Firewall Configuration

When you deploy StreamSets engines to on-premise or cloud computing machines that reside behind a firewall or in a system that limits access to specific IP addresses, allow the required inbound and outbound traffic to each machine.

Inbound Connections

Control Hub does not directly send requests to machines running StreamSets engines. However, you must configure your firewall to allow the following inbound connections to the machines, depending on the engine type and configuration:

Engine Type Port Protocol Usage
Transformer Transformer port - 19630 by default TCP The Apache Spark cluster must be able to access Transformer at this port number to send the status, metrics, and offsets for running pipelines.
Data Collector and Transformer HTTPS port defined in the engine advanced configuration properties of the deployment TCP When using direct engine REST APIs for browser to engine communication, web browsers must be able to reach engines on the configured HTTPS port number.

In most cases, you can use the default WebSocket tunneling communication method and do not need to allow an inbound connection to the HTTPS port number.
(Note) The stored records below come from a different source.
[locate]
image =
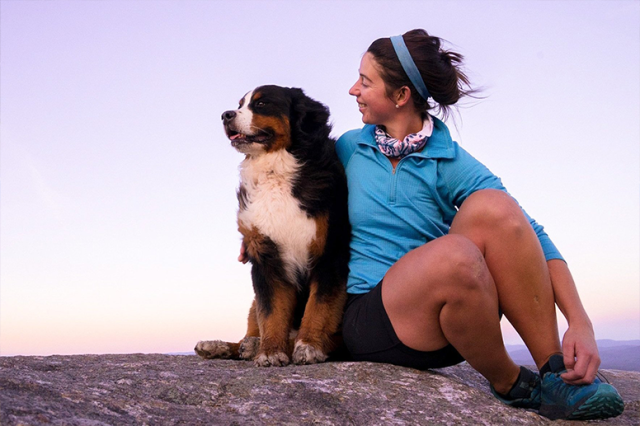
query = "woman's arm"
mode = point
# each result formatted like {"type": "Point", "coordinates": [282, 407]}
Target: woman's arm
{"type": "Point", "coordinates": [579, 347]}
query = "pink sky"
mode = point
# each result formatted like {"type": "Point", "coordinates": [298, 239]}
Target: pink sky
{"type": "Point", "coordinates": [118, 185]}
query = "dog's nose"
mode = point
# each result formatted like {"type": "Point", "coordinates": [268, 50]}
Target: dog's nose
{"type": "Point", "coordinates": [227, 116]}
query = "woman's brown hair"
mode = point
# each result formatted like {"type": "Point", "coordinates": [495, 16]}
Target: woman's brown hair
{"type": "Point", "coordinates": [440, 69]}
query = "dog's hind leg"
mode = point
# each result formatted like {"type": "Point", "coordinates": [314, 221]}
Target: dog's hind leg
{"type": "Point", "coordinates": [320, 323]}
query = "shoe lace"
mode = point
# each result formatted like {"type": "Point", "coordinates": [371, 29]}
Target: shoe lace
{"type": "Point", "coordinates": [602, 377]}
{"type": "Point", "coordinates": [560, 389]}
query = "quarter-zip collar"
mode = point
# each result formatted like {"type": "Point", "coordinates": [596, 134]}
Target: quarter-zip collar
{"type": "Point", "coordinates": [439, 145]}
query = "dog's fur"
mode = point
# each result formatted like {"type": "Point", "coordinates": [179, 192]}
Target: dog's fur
{"type": "Point", "coordinates": [294, 222]}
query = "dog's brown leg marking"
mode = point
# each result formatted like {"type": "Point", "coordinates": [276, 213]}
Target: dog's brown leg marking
{"type": "Point", "coordinates": [253, 241]}
{"type": "Point", "coordinates": [275, 327]}
{"type": "Point", "coordinates": [321, 320]}
{"type": "Point", "coordinates": [316, 248]}
{"type": "Point", "coordinates": [249, 346]}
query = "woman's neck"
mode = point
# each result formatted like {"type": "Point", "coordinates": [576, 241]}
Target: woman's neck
{"type": "Point", "coordinates": [403, 125]}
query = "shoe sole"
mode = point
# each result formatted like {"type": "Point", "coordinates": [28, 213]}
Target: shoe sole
{"type": "Point", "coordinates": [603, 404]}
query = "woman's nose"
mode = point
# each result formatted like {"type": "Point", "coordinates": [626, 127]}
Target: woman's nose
{"type": "Point", "coordinates": [355, 90]}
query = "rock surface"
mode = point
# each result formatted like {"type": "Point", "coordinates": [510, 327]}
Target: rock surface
{"type": "Point", "coordinates": [98, 390]}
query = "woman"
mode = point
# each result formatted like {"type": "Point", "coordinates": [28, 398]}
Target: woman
{"type": "Point", "coordinates": [440, 250]}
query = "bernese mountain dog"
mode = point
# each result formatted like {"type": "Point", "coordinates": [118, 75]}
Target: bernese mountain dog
{"type": "Point", "coordinates": [293, 217]}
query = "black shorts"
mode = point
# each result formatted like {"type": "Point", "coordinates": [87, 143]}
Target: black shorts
{"type": "Point", "coordinates": [369, 336]}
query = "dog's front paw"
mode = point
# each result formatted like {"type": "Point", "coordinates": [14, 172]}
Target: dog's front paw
{"type": "Point", "coordinates": [249, 348]}
{"type": "Point", "coordinates": [304, 353]}
{"type": "Point", "coordinates": [276, 359]}
{"type": "Point", "coordinates": [209, 349]}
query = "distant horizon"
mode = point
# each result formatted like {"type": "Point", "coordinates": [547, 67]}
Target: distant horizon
{"type": "Point", "coordinates": [118, 199]}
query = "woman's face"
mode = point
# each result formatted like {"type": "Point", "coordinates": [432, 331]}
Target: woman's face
{"type": "Point", "coordinates": [370, 93]}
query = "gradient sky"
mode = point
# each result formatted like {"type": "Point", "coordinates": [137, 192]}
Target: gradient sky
{"type": "Point", "coordinates": [118, 205]}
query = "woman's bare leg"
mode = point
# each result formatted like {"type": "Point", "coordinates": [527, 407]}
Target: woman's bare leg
{"type": "Point", "coordinates": [512, 252]}
{"type": "Point", "coordinates": [443, 293]}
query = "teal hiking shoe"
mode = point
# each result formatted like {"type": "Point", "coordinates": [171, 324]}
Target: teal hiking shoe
{"type": "Point", "coordinates": [572, 402]}
{"type": "Point", "coordinates": [525, 392]}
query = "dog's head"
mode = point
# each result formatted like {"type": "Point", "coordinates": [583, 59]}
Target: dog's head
{"type": "Point", "coordinates": [270, 118]}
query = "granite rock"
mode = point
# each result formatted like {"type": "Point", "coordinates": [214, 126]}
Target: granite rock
{"type": "Point", "coordinates": [100, 390]}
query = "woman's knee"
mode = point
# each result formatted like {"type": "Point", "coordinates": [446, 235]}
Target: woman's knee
{"type": "Point", "coordinates": [460, 265]}
{"type": "Point", "coordinates": [491, 209]}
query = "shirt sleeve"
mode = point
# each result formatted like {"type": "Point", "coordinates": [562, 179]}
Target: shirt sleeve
{"type": "Point", "coordinates": [463, 175]}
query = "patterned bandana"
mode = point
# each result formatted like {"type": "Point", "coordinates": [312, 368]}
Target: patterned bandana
{"type": "Point", "coordinates": [414, 142]}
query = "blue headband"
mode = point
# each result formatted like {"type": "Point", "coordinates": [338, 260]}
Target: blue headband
{"type": "Point", "coordinates": [409, 66]}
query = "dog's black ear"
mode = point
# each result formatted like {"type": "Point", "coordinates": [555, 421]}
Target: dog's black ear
{"type": "Point", "coordinates": [307, 116]}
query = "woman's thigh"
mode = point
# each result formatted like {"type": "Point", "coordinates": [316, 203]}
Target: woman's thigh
{"type": "Point", "coordinates": [445, 272]}
{"type": "Point", "coordinates": [369, 336]}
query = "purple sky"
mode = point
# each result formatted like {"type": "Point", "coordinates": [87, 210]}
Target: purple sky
{"type": "Point", "coordinates": [118, 184]}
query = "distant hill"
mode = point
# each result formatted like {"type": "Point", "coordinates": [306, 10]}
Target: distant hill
{"type": "Point", "coordinates": [615, 354]}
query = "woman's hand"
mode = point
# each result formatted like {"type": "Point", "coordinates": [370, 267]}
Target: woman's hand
{"type": "Point", "coordinates": [579, 348]}
{"type": "Point", "coordinates": [581, 357]}
{"type": "Point", "coordinates": [243, 254]}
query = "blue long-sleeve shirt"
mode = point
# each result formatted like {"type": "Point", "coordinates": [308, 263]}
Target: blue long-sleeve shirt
{"type": "Point", "coordinates": [394, 211]}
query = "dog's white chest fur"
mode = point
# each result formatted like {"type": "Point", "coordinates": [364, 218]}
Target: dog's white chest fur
{"type": "Point", "coordinates": [272, 209]}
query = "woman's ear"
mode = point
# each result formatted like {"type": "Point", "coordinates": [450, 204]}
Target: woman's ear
{"type": "Point", "coordinates": [402, 96]}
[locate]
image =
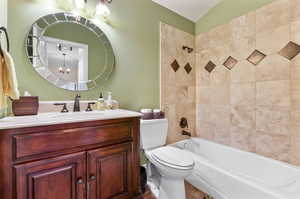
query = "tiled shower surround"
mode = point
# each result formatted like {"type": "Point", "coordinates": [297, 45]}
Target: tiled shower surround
{"type": "Point", "coordinates": [255, 106]}
{"type": "Point", "coordinates": [247, 78]}
{"type": "Point", "coordinates": [178, 69]}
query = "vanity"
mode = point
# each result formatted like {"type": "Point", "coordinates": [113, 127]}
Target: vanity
{"type": "Point", "coordinates": [85, 155]}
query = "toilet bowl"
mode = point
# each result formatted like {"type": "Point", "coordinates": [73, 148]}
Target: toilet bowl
{"type": "Point", "coordinates": [173, 164]}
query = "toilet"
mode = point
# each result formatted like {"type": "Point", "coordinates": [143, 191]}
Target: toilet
{"type": "Point", "coordinates": [173, 164]}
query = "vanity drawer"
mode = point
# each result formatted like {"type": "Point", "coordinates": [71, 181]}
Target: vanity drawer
{"type": "Point", "coordinates": [52, 141]}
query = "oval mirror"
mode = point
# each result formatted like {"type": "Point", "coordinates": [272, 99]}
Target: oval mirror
{"type": "Point", "coordinates": [70, 51]}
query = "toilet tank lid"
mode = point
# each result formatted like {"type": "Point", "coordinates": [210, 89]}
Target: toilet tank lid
{"type": "Point", "coordinates": [154, 121]}
{"type": "Point", "coordinates": [173, 156]}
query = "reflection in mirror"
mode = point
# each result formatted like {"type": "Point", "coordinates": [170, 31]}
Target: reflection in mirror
{"type": "Point", "coordinates": [70, 51]}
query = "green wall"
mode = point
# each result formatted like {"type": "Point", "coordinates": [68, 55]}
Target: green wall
{"type": "Point", "coordinates": [133, 30]}
{"type": "Point", "coordinates": [225, 11]}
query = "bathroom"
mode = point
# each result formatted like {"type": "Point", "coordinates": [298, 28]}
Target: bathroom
{"type": "Point", "coordinates": [222, 74]}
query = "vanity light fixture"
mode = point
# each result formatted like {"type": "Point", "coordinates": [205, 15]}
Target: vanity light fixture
{"type": "Point", "coordinates": [80, 4]}
{"type": "Point", "coordinates": [62, 69]}
{"type": "Point", "coordinates": [102, 9]}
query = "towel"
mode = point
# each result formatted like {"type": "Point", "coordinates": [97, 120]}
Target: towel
{"type": "Point", "coordinates": [8, 80]}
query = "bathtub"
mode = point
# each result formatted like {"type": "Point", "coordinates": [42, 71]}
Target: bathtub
{"type": "Point", "coordinates": [227, 173]}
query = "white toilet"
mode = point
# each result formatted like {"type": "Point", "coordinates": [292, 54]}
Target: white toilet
{"type": "Point", "coordinates": [173, 164]}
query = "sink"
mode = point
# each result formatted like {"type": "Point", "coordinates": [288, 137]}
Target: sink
{"type": "Point", "coordinates": [60, 118]}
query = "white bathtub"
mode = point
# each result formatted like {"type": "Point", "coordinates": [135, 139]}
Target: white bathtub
{"type": "Point", "coordinates": [227, 173]}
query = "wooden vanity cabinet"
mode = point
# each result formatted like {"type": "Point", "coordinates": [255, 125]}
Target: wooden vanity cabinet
{"type": "Point", "coordinates": [87, 160]}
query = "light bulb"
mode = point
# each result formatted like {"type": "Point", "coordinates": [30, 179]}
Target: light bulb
{"type": "Point", "coordinates": [61, 70]}
{"type": "Point", "coordinates": [80, 4]}
{"type": "Point", "coordinates": [102, 10]}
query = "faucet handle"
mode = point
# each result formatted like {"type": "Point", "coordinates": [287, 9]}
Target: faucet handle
{"type": "Point", "coordinates": [89, 107]}
{"type": "Point", "coordinates": [65, 109]}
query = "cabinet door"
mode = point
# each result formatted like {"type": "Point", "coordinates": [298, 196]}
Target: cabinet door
{"type": "Point", "coordinates": [58, 178]}
{"type": "Point", "coordinates": [110, 172]}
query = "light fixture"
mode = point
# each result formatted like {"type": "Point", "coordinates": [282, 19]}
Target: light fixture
{"type": "Point", "coordinates": [80, 4]}
{"type": "Point", "coordinates": [102, 9]}
{"type": "Point", "coordinates": [62, 69]}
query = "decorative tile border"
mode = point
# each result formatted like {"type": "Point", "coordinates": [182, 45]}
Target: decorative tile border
{"type": "Point", "coordinates": [188, 68]}
{"type": "Point", "coordinates": [175, 65]}
{"type": "Point", "coordinates": [230, 63]}
{"type": "Point", "coordinates": [290, 51]}
{"type": "Point", "coordinates": [256, 57]}
{"type": "Point", "coordinates": [210, 66]}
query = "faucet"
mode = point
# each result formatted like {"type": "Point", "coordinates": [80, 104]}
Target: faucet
{"type": "Point", "coordinates": [76, 107]}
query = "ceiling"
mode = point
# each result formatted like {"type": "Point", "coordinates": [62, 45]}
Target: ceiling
{"type": "Point", "coordinates": [190, 9]}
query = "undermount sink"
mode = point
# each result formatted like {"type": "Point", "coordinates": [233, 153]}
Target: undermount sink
{"type": "Point", "coordinates": [72, 115]}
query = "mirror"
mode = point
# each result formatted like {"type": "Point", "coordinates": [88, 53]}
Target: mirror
{"type": "Point", "coordinates": [70, 51]}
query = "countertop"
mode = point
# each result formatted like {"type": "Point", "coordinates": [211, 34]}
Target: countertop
{"type": "Point", "coordinates": [44, 119]}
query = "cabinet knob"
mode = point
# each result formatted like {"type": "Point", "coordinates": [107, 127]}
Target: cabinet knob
{"type": "Point", "coordinates": [80, 181]}
{"type": "Point", "coordinates": [92, 177]}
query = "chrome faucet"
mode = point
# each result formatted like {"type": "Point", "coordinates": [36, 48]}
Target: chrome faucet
{"type": "Point", "coordinates": [76, 107]}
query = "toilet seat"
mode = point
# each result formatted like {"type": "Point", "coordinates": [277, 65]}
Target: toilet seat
{"type": "Point", "coordinates": [173, 157]}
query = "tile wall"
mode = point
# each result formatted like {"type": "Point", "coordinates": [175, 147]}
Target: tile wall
{"type": "Point", "coordinates": [254, 104]}
{"type": "Point", "coordinates": [177, 80]}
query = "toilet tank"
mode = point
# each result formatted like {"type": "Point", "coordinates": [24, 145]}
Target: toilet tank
{"type": "Point", "coordinates": [153, 133]}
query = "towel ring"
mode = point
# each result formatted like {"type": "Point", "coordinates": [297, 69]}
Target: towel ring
{"type": "Point", "coordinates": [3, 29]}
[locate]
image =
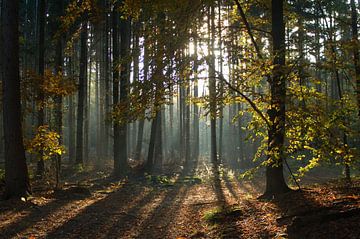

For more information, see Engine Communication.

In addition, if you want to use SSH to connect to machines running StreamSets engines, configure your firewall to allow the following inbound connection to the machines. Control Hub does not require SSH access to the machines. However, you might want to enable access for troubleshooting purposes.

Engine Type Port Protocol Usage
Data Collector and Transformer 22 TCP Optionally connect to the machine using SSH.

Outbound Connections

StreamSets engines make outbound connections to the following systems. Ensure that your firewall allows outbound connectivity to these systems.

Important: The StreamSets systems are available in several geographic regions operated by different infrastructure providers. Some of the IP addresses listed below are not within the control of StreamSets and might change. As a best practice, allow the provided DNS names so that your firewall is always up to date.
System DNS and IP Address Port Protocol Usage
StreamSets authentication service cloud.login.streamsets.com

Allow all of the following:

  • 3.133.68.10
  • 3.134.148.19
  • 3.137.15.194
443 TCP, TLS 1.2 or later User authentication with StreamSets.
StreamSets identity provider Allow all of the following:
  • Current - identitytoolkit.googleapis.com
  • Future - idp.login.streamsets.com
443 TCP, TLS 1.2 or later Identity management for username/password and social logins.

SAML logins use the StreamSets authentication service.

StreamSets Control Hub Allow all of the following:
  • na01.hub.streamsets.com - 34.145.124.26
  • na02.hub.streamsets.com - 35.237.72.69
  • eu01.hub.streamsets.com - 35.246.207.204
  • eu02.hub.streamsets.com - 35.195.241.100
  • ap01.hub.streamsets.com - 34.87.199.210
443 TCP, TLS 1.2 or later Engine communication with Control Hub.
StreamSets server that hosts engine installation and stage library files archives.streamsets.com 443 TCP, TLS 1.2 Engine and stage library file downloads.
StreamSets telemetry server Allow all of the following:
  • telemetry.streamsets.com
  • prod-customer-support-bundles.s3.amazonaws.com
443 HTTPS Telemetry data collection.
External origin and destination systems Depends on the system Depends on the system Depends on the system External system connections so that pipeline stages can process your data.